Sunday with Ron Rolheiser
Don’t Be Mystically Tone-Deaf
…Mysticism is as real as science.
But that’s not easy to understand or believe. We live in a world where what is real is reduced to what is physical, to what can be empirically measured, seen, touched, tasted, smelled. Today the physical is what’s real, massively, imperialistically. We live in a world that’s mystically tone-deaf, where all the goods are in the store window.
For this reason, faith is a struggle, but so are a lot of other things. When the surface is all that there is, it’s hard to be enchanted by anything, to see the depth that’s uncovered by poetry, aesthetics, altruism, religion, faith, and love. And it’s especially difficult to understand community.

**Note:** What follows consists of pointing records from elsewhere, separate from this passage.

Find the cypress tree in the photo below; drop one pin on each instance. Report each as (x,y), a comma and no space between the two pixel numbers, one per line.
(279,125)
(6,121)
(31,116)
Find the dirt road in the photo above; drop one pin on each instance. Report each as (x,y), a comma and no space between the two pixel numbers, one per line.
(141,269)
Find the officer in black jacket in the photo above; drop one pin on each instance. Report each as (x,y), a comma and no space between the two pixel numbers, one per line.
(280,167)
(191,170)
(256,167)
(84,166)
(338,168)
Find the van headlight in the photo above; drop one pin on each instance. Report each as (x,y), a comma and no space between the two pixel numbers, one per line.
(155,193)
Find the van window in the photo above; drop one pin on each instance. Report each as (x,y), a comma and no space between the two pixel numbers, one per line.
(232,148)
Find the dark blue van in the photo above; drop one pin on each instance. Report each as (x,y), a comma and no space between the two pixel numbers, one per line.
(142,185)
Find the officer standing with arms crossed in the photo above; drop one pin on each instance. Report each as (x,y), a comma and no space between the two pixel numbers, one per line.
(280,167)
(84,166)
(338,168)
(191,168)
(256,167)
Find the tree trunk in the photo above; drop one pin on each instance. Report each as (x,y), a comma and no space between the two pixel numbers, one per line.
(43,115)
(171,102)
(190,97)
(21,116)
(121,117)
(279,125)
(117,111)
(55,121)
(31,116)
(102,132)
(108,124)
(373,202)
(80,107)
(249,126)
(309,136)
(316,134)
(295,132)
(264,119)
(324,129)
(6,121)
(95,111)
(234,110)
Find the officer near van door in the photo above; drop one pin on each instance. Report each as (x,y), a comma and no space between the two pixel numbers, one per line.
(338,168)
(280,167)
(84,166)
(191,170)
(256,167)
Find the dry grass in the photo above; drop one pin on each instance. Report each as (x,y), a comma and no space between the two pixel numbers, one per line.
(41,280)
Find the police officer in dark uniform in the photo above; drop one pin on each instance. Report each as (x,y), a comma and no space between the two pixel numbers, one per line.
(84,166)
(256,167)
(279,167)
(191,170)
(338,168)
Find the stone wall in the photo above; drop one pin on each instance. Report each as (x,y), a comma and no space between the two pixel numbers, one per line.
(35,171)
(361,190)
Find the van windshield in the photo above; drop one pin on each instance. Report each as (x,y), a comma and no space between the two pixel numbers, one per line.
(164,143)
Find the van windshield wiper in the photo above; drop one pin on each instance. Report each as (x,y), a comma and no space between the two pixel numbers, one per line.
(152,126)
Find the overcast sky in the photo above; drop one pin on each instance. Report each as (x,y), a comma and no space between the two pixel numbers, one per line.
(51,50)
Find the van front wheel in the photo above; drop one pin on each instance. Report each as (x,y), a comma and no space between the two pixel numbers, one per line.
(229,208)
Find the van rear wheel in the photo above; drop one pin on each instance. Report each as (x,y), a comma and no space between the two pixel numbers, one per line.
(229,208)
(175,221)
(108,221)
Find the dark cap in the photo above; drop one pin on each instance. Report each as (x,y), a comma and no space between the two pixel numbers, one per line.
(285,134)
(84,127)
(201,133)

When the physical is all that there is, it becomes virtually impossible to conceive of the body of Christ and it becomes difficult even just to understand our real connection with each other.
As human beings, we are connected to each other in ways beyond the physical, beyond time, beyond separation by distance, and even beyond separation by death. But to understand this we need, as Wendy Wright points out, a mystical imagination. And this is not so much the capacity to imagine the world of Harry Potter or Alice in Wonderland, or the even the archetypal world of Lord of the Rings.
The mystical imagination is the other half of the scientific imagination and, like science, its purpose is to help us see, imagine, understand, speak about, and relate to reality in a way beyond fantasy and superstition. But the mystical imagination can show us something that science, wonderful though it is, cannot, namely, it can show us the many grace-drenched and spirit-laden layers of reality that are not perceived by our physical senses. The mystical imagination can show us how the Holy Spirit isn’t just inside our churches, but is also inside the law of gravity.
But how do we learn that? A saint might say: “Meditate and pray long enough and you will open yourself up to the other world!” A poet might say: “Stare at a rose long enough and you’ll see that there’s more there than meets the eye!” A romantic might say: “Just fall in love real deeply or let your heart get broken and you’ll soon know there’s more to reality than can be empirically measured.”
And the mystics of old would say: “Just honour fully what you meet each day and you will find it drenched with grace and divinity.”